New research has found that animal pests such as possums and deer may be helping to spread wilding pines through the country.
Unwanted conifers have been spreading out of control through large parts of the landscape, including the Marlborough Sounds, the South Island high country and central North Island.
They have now invaded more than 1.5 million hectares of land.
Landcare Research scientists have discovered a possible link between the conifer invasion and wild animals, which feed on fungi essential to trees' growth.
Jamie Wood, who led the study, said they had found deer and possums were spreading the fungi in their droppings.
"It's quite a complex set of interactions going on, basically what you have on the roots of these invasive pines are what's called ectomycorrhizal fungi and basically the trees need them to get enough nutrients from the soil, so the trees can survive with out the fungi but they don't do very well at all, they'll just sit there not really growing and looking quite sickly, so they really need the fungi to survive.
"So the question is, how does the fungi spread around the landscape?

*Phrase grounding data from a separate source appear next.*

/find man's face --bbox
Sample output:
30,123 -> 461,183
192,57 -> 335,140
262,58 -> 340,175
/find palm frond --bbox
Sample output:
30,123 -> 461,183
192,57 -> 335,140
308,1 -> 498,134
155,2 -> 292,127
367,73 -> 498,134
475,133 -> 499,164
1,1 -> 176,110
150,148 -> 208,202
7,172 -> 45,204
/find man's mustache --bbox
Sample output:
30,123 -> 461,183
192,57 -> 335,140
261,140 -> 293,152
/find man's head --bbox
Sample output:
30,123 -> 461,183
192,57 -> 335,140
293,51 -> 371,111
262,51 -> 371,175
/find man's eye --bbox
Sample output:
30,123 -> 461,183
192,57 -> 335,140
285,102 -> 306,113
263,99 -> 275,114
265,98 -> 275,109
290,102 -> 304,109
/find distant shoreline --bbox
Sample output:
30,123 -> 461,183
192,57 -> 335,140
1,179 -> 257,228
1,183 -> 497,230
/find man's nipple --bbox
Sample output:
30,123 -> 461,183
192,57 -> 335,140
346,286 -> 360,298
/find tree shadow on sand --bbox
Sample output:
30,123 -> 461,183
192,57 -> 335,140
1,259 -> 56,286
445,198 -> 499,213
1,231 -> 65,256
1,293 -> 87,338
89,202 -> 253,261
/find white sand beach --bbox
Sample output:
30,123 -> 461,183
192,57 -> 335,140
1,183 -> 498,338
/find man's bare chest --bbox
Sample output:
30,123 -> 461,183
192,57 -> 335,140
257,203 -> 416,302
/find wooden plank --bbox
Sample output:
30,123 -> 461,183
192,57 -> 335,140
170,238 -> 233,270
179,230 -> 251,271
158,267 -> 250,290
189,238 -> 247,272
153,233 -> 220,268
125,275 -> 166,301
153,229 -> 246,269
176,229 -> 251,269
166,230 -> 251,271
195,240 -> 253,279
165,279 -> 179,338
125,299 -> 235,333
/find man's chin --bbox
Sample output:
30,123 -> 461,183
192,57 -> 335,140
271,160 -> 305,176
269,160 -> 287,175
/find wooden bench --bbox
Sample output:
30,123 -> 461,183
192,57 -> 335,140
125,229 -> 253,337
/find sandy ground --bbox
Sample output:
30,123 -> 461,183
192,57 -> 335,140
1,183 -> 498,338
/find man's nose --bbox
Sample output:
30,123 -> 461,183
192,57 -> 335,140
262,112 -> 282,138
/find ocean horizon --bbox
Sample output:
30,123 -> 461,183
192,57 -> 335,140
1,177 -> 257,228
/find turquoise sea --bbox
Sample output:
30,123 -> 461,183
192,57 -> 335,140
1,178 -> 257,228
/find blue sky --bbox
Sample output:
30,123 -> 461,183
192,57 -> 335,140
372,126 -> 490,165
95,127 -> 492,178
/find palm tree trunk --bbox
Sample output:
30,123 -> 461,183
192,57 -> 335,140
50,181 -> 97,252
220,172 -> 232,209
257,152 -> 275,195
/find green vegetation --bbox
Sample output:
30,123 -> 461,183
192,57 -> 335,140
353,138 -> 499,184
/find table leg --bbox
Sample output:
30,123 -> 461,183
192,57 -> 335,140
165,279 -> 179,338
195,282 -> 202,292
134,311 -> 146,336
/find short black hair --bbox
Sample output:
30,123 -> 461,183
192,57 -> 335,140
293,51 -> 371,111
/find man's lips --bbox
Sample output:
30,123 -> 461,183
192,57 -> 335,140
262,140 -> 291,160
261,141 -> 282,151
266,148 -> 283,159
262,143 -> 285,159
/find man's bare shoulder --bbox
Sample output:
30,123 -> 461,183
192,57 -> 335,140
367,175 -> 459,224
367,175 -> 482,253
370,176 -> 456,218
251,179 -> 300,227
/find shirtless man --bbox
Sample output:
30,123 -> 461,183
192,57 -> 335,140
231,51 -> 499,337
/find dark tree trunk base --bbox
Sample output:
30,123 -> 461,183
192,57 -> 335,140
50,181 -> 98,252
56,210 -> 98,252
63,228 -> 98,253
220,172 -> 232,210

We looked around the world and noticed that quite a few studies had found that animals actually spread these fungi round, so we set up motion sensor cameras beside mushrooms of some of these fungi and we saw that both deer and possums were coming along and eating the mushrooms of these fungi. We then wanted to know whether the spores could be dispersed by these animals."
Dr Wood said they were able to complete the link in the laboratory by confirming that spores of the fungi in deer and possum droppings could be transferred to pine and fir seedlings.
He said the next step was to find out how commonly this occurred out in the field.